The Tennessee-led brief, filed in the New York City-based U.S. Court of Appeals for the Second Circuit, highlights the protections for biological women under Title IX. For decades, Title IX has helped create opportunities for girls to participate in sports by prohibiting educational programs from discriminating on the basis of sex.  

Despite recent attempts to radically alter the definition of “sex,” Title IX has long operated under the biological reality that there are two separate sexes: male and female. Given this fact, allowing subjective “gender identity” to trump biological sex would render much of Title IX unworkable.  

Relying on a definition of “sex” that is entirely subjective allows biological men to compete against biological women, oftentimes hampering a key protection under Title IX, which is the “chance to be champions.” The brief describes recent events in Connecticut, highlighting instances in which biological boys were able to win a large number of track-and-field competitions when competing against women, limiting the athletic experience for biological girls. 
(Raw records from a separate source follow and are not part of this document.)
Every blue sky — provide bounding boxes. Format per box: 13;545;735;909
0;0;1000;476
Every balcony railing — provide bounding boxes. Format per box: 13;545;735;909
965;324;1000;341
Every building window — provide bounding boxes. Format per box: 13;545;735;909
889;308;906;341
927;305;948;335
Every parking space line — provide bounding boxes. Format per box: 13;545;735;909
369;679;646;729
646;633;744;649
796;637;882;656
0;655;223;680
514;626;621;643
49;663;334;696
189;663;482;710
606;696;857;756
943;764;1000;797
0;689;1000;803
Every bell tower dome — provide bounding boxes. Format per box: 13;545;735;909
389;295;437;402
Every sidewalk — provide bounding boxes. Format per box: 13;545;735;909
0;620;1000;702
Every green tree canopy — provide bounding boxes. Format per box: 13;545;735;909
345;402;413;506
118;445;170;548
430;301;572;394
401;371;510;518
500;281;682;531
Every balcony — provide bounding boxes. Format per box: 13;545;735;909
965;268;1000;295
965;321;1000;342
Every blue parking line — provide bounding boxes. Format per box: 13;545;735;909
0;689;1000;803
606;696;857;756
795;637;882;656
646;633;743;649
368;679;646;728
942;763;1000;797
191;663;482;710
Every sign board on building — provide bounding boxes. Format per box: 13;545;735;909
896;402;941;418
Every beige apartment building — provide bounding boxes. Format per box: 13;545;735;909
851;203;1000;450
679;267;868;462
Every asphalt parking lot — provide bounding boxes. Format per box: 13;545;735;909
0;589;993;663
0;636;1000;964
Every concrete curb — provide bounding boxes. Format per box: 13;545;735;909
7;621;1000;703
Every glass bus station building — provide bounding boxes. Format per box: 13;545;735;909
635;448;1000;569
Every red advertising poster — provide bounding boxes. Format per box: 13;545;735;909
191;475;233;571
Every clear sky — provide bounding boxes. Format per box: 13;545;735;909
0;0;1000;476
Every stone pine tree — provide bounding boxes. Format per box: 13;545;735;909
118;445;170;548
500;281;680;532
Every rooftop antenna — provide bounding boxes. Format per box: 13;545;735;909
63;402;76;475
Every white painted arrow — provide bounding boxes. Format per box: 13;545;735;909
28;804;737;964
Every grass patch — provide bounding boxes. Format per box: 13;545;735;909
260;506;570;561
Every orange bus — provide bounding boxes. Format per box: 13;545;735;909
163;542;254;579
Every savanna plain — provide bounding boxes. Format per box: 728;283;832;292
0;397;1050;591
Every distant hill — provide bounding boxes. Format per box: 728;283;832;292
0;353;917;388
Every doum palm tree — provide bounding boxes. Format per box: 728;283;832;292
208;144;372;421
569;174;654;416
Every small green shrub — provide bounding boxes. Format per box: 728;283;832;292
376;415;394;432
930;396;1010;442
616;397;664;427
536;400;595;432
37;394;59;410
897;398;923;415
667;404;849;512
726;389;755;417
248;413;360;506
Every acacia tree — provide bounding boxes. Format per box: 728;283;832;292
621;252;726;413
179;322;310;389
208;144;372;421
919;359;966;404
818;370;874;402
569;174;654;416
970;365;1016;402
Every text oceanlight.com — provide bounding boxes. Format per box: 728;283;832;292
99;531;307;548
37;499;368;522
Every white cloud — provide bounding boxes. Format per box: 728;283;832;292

The amicus brief states: “Providing girls the opportunity to experience the thrill of victory was one of the main athletic purposes of Title IX. At the time of Title IX’s enactment, the public understood that allowing biological boys to compete against girls would result in boys taking away championship opportunities designated for girls. In this circumstance, Defendants have failed to ‘effectively accommodate the interests and abilities of members of both sexes’ by refusing to offer truly sex-separated track-and-field competitions for the two sexes.”